Eighth Circuit rules that GameStop did not violate its privacy policy by sharing information

The United States Court of Appeals for the Eighth Circuit has upheld a judgment in favor of GameStop, Inc. and Sunrise Publications, Inc. (collectively “GameStop”), finding that a district court properly dismissed a putative class action filed by a consumer alleging that GameStop wrongly disclosed personal information to a third party. The district court dismissed the case on the ground that the named consumer plaintiff lacked legal standing to sue, particularly finding the consumer’s theories of damages to be dubious. On appeal, a majority of the three-justice panel upheld the dismissal on other grounds; namely, the plaintiff’s failure to state a plausible privacy policy violation upon which relief could be granted. Matthew Carlsen, individually and on behalf of others similarly situated v. GameStop, Inc., et al., No. 15-2453 (8th Cir. 8/16/16).

In the complaint, the plaintiff alleged that GameStop shared his personally identifiable information (“PII”) with Facebook in violation of GameStop’s privacy policy. Plaintiff alleged that GameStop shared this information through a website that allows users to log in through their Facebook accounts and to use Facebook’s “Like,” “Share” and “Comment” functions. Plaintiff contended that this practice resulted in the sharing of a user’s unique Facebook ID and GameStop browsing history to Facebook in contravention of GameStop’s privacy policy representation that it “does not share personal information with anyone.”

Rejecting the lower court’s dismissal on standing grounds, the Eighth Circuit’s majority found that the plaintiff had alleged sufficient facts of a binding contract—the privacy policy—and sufficient damage theories associated with the alleged breach (e.g., a subscription payment that was devalued by an alleged compromised privacy protection).
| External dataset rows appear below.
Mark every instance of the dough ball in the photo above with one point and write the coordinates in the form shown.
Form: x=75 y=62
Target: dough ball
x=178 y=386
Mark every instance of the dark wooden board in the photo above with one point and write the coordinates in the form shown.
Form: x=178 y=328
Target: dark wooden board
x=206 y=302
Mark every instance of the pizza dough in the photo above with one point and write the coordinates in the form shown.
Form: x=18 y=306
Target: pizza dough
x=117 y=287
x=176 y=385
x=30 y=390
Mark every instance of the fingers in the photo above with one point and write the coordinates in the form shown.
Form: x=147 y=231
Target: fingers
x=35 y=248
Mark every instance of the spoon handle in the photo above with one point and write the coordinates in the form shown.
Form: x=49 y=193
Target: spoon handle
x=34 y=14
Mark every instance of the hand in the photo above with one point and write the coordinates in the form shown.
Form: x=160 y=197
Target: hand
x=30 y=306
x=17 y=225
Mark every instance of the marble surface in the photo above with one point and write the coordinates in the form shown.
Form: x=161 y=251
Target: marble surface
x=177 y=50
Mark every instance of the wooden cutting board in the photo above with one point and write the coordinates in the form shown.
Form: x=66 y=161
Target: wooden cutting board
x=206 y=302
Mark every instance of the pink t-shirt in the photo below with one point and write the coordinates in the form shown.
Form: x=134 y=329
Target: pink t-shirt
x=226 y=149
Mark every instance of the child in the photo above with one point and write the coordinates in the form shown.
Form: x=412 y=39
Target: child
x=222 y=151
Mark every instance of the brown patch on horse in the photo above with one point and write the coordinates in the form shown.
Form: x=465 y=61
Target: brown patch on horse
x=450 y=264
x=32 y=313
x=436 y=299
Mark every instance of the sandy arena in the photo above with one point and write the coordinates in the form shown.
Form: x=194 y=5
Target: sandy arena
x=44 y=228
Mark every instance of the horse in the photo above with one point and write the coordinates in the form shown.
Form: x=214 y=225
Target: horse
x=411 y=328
Nonetheless, the majority was not persuaded that the claims stated any plausible theory to support an alleged privacy policy violation.
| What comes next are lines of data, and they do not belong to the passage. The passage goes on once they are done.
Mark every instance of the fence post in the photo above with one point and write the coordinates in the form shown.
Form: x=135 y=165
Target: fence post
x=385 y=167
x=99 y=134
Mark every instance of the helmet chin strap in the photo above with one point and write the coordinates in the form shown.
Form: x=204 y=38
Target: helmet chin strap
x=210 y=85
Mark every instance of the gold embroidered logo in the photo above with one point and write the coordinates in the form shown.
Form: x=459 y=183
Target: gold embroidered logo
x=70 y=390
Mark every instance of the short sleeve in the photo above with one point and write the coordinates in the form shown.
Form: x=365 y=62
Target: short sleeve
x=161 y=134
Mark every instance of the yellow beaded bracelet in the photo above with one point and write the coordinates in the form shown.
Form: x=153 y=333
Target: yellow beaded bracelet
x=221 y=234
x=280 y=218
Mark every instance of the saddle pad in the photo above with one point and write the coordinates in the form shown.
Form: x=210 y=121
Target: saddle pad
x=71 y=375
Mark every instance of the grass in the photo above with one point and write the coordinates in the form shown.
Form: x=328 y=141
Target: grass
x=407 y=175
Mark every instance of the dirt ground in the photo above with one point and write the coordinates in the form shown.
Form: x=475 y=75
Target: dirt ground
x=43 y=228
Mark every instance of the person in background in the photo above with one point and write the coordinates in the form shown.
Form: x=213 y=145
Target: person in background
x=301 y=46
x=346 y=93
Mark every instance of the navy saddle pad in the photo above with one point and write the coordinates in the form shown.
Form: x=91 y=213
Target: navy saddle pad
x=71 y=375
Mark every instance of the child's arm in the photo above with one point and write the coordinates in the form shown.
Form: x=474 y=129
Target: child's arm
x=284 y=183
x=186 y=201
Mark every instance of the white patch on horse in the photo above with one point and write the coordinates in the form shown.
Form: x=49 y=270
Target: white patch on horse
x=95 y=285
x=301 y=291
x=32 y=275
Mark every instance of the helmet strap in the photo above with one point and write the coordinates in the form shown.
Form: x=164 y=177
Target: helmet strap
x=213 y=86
The majority’s analysis focused on the unambiguous wording of protected PII under the privacy policy, noting that PII “may include name, home address and zip code, telephone number and (for those purchasing products online) credit card or checking account information including billing and shipping address and zip codes.” While the phrase “may include” could suggest a non-exhaustive list, the definition is placed within a policy section entitled, “What Information does Game Informer Collect.” The provision makes clear that, in order to constitute PII, the information must have been specifically solicited by GameStop and voluntarily provided by the user. The majority ruled that PII as set forth in GameStop’s privacy policy does not encompass a user’s Facebook ID and browsing history for two reasons: (1) neither appear on the list of what PII might include and (2) those data are neither specifically solicited by GameStop nor voluntarily submitted in response to such solicitation. The policy further urged users to read the respective privacy policies of other websites that linked to GameStop’s sites.

The Eighth Circuit concluded “the protection that Carlsen argues GameStop failed to provide was not among the protections for which he bargained by agreeing to the terms of service, and GameStop thus could not have breached its contract with Carlsen.” The dissenting opinion, while agreeing with the dismissal of the claims, believed that the case failed due to a lack of standing because the alleged damages were too speculative or imprecise.

This case demonstrates the importance of precise and carefully worded privacy policies, including the specific delineation of what information will be collected and how it may be used.